You can read up on selecting and indexing DataFrames here.
Its quite long but you can pick apart what you need, when you need it
I'm importing multiple dataframes and wrote the following process: 1. list of files to be coverted to dataframes + 2. list of names I want for the corresponding dataframes. 3. I combined the list into a dictionary:
tbls = ['tbl1', 'tbl2', 'tbl3']
dbname = ['dfABC', 'dfrand', 'dfXYZ']
dictdf = dict(zip(tbls, dbname))
Then I cycle through tbls to import the dataframes. (getdf below is a short function I wrote that reads the path, sheetname etc. for the excel/csv file in which the table(data) sits and imports the data.
for tbl in tbls:
dictdf[tbl] = getdf(tbl, dfRT, sfsession)
The process works except that the dataframes are written into the dictionary, i.e dfABC in the dictionary is replaced with a dataframe of 65K rows and 27 cols and so on.
What I want is dfABC = dataframe of 65krows and 27 cols. i.e in the above code. I tried:
str(dictdf[tbl]) = getdf(tbl, dfRT, sfsession)

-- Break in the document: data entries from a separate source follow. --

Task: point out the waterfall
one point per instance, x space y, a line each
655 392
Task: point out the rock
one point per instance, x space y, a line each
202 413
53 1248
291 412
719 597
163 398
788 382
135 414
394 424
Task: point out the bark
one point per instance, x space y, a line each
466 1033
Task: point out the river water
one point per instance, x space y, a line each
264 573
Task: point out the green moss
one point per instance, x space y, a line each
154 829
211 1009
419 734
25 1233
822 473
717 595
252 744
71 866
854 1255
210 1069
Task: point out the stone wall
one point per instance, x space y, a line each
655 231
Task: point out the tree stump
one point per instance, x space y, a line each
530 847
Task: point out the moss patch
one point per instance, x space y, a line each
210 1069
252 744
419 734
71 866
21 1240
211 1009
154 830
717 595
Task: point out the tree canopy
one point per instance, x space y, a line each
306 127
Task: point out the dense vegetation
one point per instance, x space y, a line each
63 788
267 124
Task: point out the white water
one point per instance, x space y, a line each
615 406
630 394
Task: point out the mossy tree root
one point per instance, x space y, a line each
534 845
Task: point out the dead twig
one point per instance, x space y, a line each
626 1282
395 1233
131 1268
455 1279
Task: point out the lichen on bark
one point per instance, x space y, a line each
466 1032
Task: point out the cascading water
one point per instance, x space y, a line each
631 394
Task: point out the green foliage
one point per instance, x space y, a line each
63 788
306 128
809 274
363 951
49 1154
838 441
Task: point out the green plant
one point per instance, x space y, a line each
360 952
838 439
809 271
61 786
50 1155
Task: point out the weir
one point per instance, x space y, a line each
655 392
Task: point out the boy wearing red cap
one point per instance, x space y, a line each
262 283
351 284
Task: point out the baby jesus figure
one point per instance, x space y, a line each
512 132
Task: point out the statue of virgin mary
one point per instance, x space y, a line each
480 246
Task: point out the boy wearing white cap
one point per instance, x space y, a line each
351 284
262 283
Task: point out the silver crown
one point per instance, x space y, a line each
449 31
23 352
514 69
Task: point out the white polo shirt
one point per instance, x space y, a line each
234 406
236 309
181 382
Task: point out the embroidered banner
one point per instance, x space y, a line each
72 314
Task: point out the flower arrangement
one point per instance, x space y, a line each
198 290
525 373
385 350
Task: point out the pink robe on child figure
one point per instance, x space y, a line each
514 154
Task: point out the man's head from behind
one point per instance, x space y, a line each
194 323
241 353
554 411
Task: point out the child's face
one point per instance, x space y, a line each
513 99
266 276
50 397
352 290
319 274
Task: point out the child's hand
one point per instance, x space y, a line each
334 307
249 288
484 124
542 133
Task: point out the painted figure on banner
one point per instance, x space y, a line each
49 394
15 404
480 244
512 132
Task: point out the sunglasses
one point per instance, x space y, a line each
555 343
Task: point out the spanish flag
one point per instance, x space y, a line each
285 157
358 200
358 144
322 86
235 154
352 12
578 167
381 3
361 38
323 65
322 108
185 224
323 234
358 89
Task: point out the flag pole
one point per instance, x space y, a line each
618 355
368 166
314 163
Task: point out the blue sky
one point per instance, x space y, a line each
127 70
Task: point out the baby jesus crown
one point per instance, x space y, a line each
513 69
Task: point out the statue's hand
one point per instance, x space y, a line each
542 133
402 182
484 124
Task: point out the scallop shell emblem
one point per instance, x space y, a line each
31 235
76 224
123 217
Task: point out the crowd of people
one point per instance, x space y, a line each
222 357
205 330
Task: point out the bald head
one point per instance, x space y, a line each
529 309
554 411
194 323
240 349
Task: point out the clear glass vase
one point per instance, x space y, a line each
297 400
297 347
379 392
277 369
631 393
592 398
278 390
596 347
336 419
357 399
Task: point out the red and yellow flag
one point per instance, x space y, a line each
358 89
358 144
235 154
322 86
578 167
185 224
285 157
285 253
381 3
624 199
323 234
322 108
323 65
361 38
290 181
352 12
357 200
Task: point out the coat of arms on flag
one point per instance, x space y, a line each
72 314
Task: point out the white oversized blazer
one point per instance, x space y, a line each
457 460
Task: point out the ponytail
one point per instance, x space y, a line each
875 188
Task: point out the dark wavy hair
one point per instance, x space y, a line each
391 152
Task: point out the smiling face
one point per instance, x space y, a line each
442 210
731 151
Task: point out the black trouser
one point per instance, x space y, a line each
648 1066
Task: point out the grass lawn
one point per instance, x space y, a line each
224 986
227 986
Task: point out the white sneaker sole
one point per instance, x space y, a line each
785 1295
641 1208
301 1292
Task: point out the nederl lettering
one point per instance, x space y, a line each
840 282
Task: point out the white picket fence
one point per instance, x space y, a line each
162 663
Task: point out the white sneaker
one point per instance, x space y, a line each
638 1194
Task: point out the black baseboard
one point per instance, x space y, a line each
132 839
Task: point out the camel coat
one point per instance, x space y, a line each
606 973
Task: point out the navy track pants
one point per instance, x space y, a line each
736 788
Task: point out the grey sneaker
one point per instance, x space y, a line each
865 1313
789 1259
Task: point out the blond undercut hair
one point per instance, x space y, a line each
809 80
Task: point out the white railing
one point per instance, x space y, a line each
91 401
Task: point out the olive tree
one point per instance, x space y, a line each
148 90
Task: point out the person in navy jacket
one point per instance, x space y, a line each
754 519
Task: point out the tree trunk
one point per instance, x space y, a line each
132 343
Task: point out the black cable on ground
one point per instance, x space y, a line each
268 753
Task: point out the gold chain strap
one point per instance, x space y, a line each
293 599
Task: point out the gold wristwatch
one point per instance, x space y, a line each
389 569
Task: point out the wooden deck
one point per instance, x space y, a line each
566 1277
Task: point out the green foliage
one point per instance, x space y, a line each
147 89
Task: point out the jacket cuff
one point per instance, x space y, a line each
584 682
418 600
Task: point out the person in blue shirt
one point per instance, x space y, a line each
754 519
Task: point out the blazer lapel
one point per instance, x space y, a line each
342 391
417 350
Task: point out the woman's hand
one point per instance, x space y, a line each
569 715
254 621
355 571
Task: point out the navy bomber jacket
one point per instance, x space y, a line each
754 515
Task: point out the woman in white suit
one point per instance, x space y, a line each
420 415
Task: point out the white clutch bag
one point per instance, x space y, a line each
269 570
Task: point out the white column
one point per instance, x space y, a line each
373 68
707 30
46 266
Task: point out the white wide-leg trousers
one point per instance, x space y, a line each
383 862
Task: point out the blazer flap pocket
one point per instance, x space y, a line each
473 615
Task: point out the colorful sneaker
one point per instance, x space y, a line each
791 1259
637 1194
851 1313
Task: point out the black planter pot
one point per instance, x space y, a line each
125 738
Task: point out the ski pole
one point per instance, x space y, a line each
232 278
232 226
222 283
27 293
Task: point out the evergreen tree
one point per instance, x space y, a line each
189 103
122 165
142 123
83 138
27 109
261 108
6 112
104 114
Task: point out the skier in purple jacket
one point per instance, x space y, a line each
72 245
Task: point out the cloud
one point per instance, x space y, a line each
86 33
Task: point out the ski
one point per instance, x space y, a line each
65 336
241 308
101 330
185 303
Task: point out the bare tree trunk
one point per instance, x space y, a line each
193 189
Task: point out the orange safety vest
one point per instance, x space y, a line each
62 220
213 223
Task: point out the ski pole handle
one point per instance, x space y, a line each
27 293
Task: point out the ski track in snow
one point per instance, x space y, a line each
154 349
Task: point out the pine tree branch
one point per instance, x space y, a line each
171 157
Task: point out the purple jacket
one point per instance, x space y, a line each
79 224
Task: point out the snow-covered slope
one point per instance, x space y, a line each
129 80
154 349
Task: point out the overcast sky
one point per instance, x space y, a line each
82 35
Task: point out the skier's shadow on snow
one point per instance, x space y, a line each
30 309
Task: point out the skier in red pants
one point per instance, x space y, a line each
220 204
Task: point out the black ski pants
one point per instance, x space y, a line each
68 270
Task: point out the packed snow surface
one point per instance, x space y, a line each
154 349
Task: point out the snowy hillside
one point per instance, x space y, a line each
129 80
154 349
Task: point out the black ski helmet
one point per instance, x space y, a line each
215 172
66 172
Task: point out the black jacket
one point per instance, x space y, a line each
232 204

but that gave an error. Is there a way to do this? thanks.
solved using exec and flipping the dictionary (the flip isn't needed to solve):
tbls = ['tbl1', 'tbl2', 'tbl3']
dfa = ['dfABC', 'dfrand', 'dfXYZ']
dictdf = dict(zip(dbname, tbls))
for df in dfs:
tbl = dictdf[df]
exec(f'{df} = getdf(\'{tbl}\', dfRT, sfsession)')
please note #Xukrao and #Yo_Chris's comments on keeping the dfs within the dictionary as a superior solution.
I found this question useful to understand how exec worked: What's the difference between eval, exec, and compile?